Scarce Work on French Guiana and Slavery

Réflexions sur la colonie françoise de la Guyane.

[Paris?]: [S.n.], 1788. First edition. Sewn binding. Protected with blank paper wrappers. [6] 52 [2] p. Title and date in ink on the front cover by a later neat hand. Printed on thick paper. Partly uncut, untrimmed. With a few contemporary corrections in the text in ink (like in other copies). Some stains on the cover. Inside clean. Overall in fine condition.

A scarce and interesting source of the French efforts to colonize Guiana in the late 18th century.

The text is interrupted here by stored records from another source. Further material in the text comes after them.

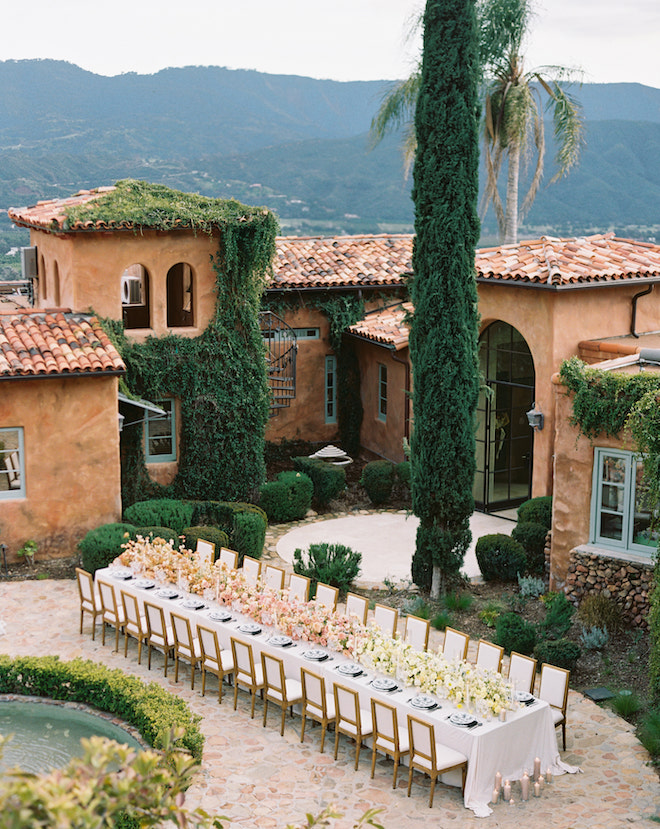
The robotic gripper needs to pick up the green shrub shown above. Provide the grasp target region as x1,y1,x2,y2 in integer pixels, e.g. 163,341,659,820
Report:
360,461,394,505
293,544,362,592
0,654,204,760
577,593,623,633
183,527,229,558
78,524,135,575
293,457,346,506
637,708,660,760
394,461,412,489
259,472,314,524
135,527,179,548
495,613,536,654
534,639,582,671
518,495,552,531
124,498,194,535
475,533,527,581
511,521,548,574
539,593,575,639
230,510,267,563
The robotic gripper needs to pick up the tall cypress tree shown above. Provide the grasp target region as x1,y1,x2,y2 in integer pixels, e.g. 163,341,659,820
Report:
410,0,479,597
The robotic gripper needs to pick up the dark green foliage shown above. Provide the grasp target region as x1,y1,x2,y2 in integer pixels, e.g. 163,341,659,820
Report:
577,593,623,633
475,533,527,581
124,498,193,535
259,472,314,524
410,0,479,590
135,527,179,547
231,512,268,563
78,524,135,575
183,527,229,558
534,638,582,671
495,613,536,654
649,557,660,707
292,457,346,506
539,593,575,639
511,521,548,574
518,495,552,532
395,461,411,488
293,544,362,592
360,461,395,506
0,654,204,760
637,708,660,761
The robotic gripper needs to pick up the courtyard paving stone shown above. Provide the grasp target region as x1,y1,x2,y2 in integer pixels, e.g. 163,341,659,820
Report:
0,581,660,829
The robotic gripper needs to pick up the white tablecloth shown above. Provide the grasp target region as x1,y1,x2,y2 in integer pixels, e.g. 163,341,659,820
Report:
96,568,579,817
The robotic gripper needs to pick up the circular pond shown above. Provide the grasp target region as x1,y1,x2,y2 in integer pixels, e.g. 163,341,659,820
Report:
0,700,142,774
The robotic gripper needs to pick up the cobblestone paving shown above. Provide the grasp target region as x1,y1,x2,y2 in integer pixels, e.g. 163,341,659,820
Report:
0,581,660,829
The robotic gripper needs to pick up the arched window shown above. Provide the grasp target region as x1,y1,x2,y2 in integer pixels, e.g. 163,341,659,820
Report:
121,264,151,328
167,262,195,328
474,320,535,511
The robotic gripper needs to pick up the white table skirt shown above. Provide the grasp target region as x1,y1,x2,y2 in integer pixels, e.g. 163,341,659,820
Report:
96,568,579,817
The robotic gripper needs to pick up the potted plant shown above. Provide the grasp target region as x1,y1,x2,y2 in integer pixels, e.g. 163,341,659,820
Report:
16,538,37,566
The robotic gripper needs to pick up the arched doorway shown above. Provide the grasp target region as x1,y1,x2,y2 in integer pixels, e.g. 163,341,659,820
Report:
474,321,535,512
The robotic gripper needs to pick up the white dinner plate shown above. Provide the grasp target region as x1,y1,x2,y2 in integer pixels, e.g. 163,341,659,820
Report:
238,622,261,636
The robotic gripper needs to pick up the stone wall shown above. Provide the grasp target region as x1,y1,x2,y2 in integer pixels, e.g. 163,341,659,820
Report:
564,548,653,628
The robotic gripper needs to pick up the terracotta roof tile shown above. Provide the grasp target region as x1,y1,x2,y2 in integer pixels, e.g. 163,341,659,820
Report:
270,234,413,290
348,302,413,351
0,311,125,380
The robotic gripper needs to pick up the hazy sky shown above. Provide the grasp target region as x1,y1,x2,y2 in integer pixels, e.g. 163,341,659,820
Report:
5,0,660,88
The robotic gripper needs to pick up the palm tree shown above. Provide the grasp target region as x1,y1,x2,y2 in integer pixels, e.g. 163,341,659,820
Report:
371,0,583,244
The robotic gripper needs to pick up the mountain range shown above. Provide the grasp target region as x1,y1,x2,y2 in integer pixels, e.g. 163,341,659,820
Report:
0,60,660,243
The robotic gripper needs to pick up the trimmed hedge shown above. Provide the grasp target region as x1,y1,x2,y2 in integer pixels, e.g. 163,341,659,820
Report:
259,471,314,524
78,524,136,575
0,654,204,760
360,461,395,505
475,533,527,581
124,498,194,535
495,613,536,654
518,495,552,530
183,527,229,558
292,457,346,505
511,521,548,575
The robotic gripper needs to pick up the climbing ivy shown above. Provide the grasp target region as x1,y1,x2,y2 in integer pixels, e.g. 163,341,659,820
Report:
77,181,277,508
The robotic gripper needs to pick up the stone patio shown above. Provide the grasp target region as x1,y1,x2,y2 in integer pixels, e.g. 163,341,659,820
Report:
0,581,660,829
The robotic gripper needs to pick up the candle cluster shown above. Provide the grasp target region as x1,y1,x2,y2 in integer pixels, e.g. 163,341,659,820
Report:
491,757,552,806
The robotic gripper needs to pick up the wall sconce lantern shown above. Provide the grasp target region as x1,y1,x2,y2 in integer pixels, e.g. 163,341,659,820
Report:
526,403,543,432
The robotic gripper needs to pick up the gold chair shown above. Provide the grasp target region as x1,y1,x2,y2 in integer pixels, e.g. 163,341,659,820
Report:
144,602,174,676
263,564,284,590
346,593,369,625
332,682,373,771
408,714,467,809
119,590,149,665
231,636,264,719
300,668,335,754
170,613,202,691
539,662,571,751
314,582,339,613
289,573,311,602
98,580,126,651
442,628,470,662
197,625,234,704
403,616,431,651
371,699,410,789
374,604,399,638
261,651,302,737
76,567,103,639
508,651,536,694
475,639,504,674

By the Treaty of Paris in 1763 France lost almost all her possessions in the Americas thus the relevance of her remaining islands on the Antilles and the territories in the Guianas dramatically increased. The first, ill-fated attempt to colonize Guiana with some 12,000 men in 1763 failed with a loss of about ten thousand settlers, killed by tropical diseases and hostile natives. The second endeavor in 1776 was much more successful. Under the administration of Pierre-Victor Malouet and with the assistance of the Swiss engineer Jean Samuel Guisan — and the heavy use of slave work — France established flourishing agriculture in the colony. This period ended very soon in the early 1790s when French Guiana was partly turned into a penal colony for political prisoners of the Revolution.

The present 1788 pamphlet describes the ill-fated first and the more successful second wave of colonization and designs an administrative plan based on slave work for the future success of the colony. Many chapters deal with the slaves and their work, and the author states that the “government should pay for about 3,000 African slaves to be introduced annually to populate Guyane until they are numerous enough to reproduce themselves.” (p. 15)

The essay was published anonymously, but the author’s name and title were added in ink by a contemporary hand to the title page of the copy held at the British Library however, for the most part it remained indecipherable to us: Par M. B[…], Contrôleur de la marine […].

Extremely scarce, we could trace copies in institutional holdings only in France (BnF, Bibliothèque Sainte-Geneviève) and the UK (BL). Sabin 29193; Hogg 1113 (The African Slave Trade and Its Suppression: A Classified and Annotated Bibliography of Books, Pamphlets and Periodical); Conlon 88:1966 (Le siècle des lumière. Vol. XXIII.).